Он испугался, но не смог увернуться или отказаться. Прокламации перекочевали к нему за пазуху, приятно согрели чужим сладковатым теплом.

– Меня Платоном Николаичем зовут, а вас? – Он приосанился, как перед богатыми покупателями.

– Ольга. Просто товарищ Ольга. Или товарищ Белозерова. – Она говорила тихо, но внятно, приятным высоким голосом.

– Что вы тут шепчетесь? – гаркнул конвойный с квадратной челюстью, тот, кто в самый первый день сопровождал Сенцова.

– А я товарищу стихи читаю. Хотите послушать?

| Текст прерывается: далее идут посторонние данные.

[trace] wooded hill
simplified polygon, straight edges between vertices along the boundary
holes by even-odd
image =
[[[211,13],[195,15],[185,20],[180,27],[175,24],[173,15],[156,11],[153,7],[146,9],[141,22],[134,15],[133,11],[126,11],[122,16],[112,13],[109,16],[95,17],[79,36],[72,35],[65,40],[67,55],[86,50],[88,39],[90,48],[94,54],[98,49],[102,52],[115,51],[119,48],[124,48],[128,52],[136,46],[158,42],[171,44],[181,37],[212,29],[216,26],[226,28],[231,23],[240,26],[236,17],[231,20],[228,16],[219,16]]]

Ольга выпрямилась, приподняла подбородок к серому потолку и начала декламировать:

– «Всадница в желтом ведет за собой, голосом мертвым напутствует в бой…»

– Тьфу, че попало, – вяло отмахнулся конвоир, кивнул Платону и повел к выходу, даже не посмотрев на припухший под рубахой живот.

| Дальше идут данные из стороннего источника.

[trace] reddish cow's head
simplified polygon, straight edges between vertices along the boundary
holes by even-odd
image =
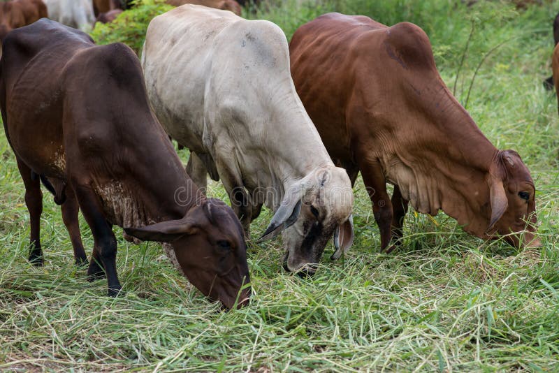
[[[248,304],[250,277],[242,228],[221,200],[205,200],[180,220],[125,231],[140,240],[170,242],[184,274],[210,299],[228,309]]]
[[[499,152],[489,170],[487,182],[491,200],[487,234],[503,235],[507,242],[517,247],[539,246],[539,240],[535,237],[534,182],[518,154],[514,150]]]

В этот раз он не запомнил обратную дорогу к тюремному замку, то ли бесшабашное солнце по-весеннему било в глаза, то ли в них стоял отсвет Ольгиных углей. За пазухой жгло ненужное и запрещенное, но пахнувшее ее руками и телом.

Вернувшись в камеру, Платон первым делом вынул Ольгин сверток. Может, там признание? Или любовные стихи? Какая романтическая ис то – рия – страсть в заточении! Но листки оказались политическими призывами против царя и за свободу, набором напыщенностей на бросовой бумаге. Он невнимательно прочитал, покачал головой и принялся многословно живописать камерному собранию все перипетии насыщенного дня: и про допрос у следователя, и про знакомство с Ольгой.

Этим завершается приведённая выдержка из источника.